Foi publicado, no passado dia 8 de janeiro, o Decreto-Lei n.º 10/2024, conhecido por Simplex Urbanístico, que, na sequência da Lei de Autorização n.º 50/2023, de 28 de agosto, introduziu um conjunto amplo de modificações a um leque alargado de diplomas legais.
No presente momento, uma parte substancial das questões de interpretação e aplicação daquelas alterações têm vindo a colocar-se quanto ao Regime Jurídico da Urbanização e Edificação (RJUE), peça estruturante da gestão urbanística municipal.
De facto, de há muito que se vem reclamando uma simplificação procedimental neste domínio: é necessário relembrar que a simplificação é um propósito que acompanha o RJUE desde a sua origem. Neste sentido, o Decreto-Lei n.º 10/2024 continua a trilhar o caminho – cuja eficácia e adequação à nossa prática municipal nunca foram verdadeiramente demonstradas – da substituição do princípio da autoridade pública pelo princípio da autoresponsabilização dos particulares, princípio que tem levado, por um lado, à perda de relevo as tradicionais formas de atuação da Administração, através da utilização de figuras autorizativas (como as licenças e as autorizações, cujo procedimento finda com a prática de um ato administrativo, em regra de natureza permissiva, que se configura como um requisito indispensável para a execução do peticionado) e, por outro lado, a que ganhem terreno novos instrumentos de controlo administrativo que já não dependem necessariamente da prática de um ato administrativo, mas que, ainda assim, impõem à entidade pública a verificação do cumprimentos das normas legais e regulamentares aplicáveis ao projeto: o caso das meras comunicações prévias [n.º 1 do artigo 134.º do Código do Procedimento Administrativo (CPA)] e das comunicações prévias com prazo (n.ºs 2 e 3 do mesmo artigo).

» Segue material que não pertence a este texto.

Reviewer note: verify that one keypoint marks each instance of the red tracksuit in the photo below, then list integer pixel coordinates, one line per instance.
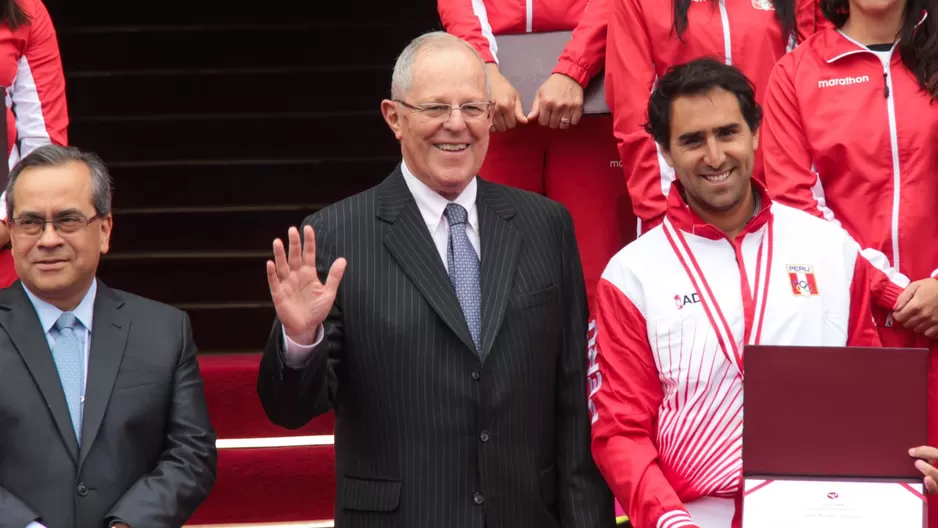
(577, 166)
(642, 46)
(31, 69)
(849, 136)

Do mesmo passo, é também compreensível que, tendo em consideração aquele desiderato, o legislador tenha ampliado o leque de isenções de controlo municipal, como de facto, e de forma relevante, o veio a fazer no âmbito do Simplex Urbanístico.
Se estas simplificações são bem vistas, parece-nos que elas não foram inicialmente bem entendidas pelos técnicos e promotores imobiliários. Com efeito, ao contrário da perceção inicial, estas modificações não trouxeram consigo uma liberalização das operações urbanísticas (que passariam a poder ser realizadas “em quaisquer condições” definidas pelos interessados), uma vez que, mesmo que o controlo municipal para a execução da operação urbanística seja menos intenso ou não ocorra de todo, mantém-se sempre a vinculação ao cumprimento de todas as normas legais e regulamentares aplicáveis (responsabilizando projetistas e promotores que as violem), bem como a possibilidade da sua fiscalização (pelos municípios ou outras entidades competentes para o efeito).
Por seu lado, se na relação do interessado com a Administração, a simplificação passa a ser o cenário normal – seja por se aumentar o leque das isenções, seja por o silêncio da administração passar a valer sempre como deferimento do pedido, seja por a execução de muitas operações não depender de atos administrativos ou de alvarás, apenas para referir algumas soluções –, a segurança jurídica passa a ser menor – torna-se mais difícil, sobretudo para com terceiros (entidades bancárias, potenciais adquirentes que exijam, para comprar, mais segurança, arrendatários, etc.), comprovar que as operações urbanísticas podem legalmente ser levadas a cabo. Neste domínio as soluções encontradas (quer na lei quer nas Portarias de regulamentação) merecem-nos maiores reservas, necessitando de ajustamentos. Assim, se o propósito do legislador não nos merece, em geral censura, já algumas soluções específicas precisam de ser ainda “trabalhadas” para poderem fazer sentido e contribuir para a melhoria das práticas de todos os envolvidos na gestão urbanística. E é sobretudo aí, isto é, nas (más) práticas instituídas, que ainda há muito para alterar. É aí que está o grande desafio, porque práticas e mentalidades não se mudam por decreto.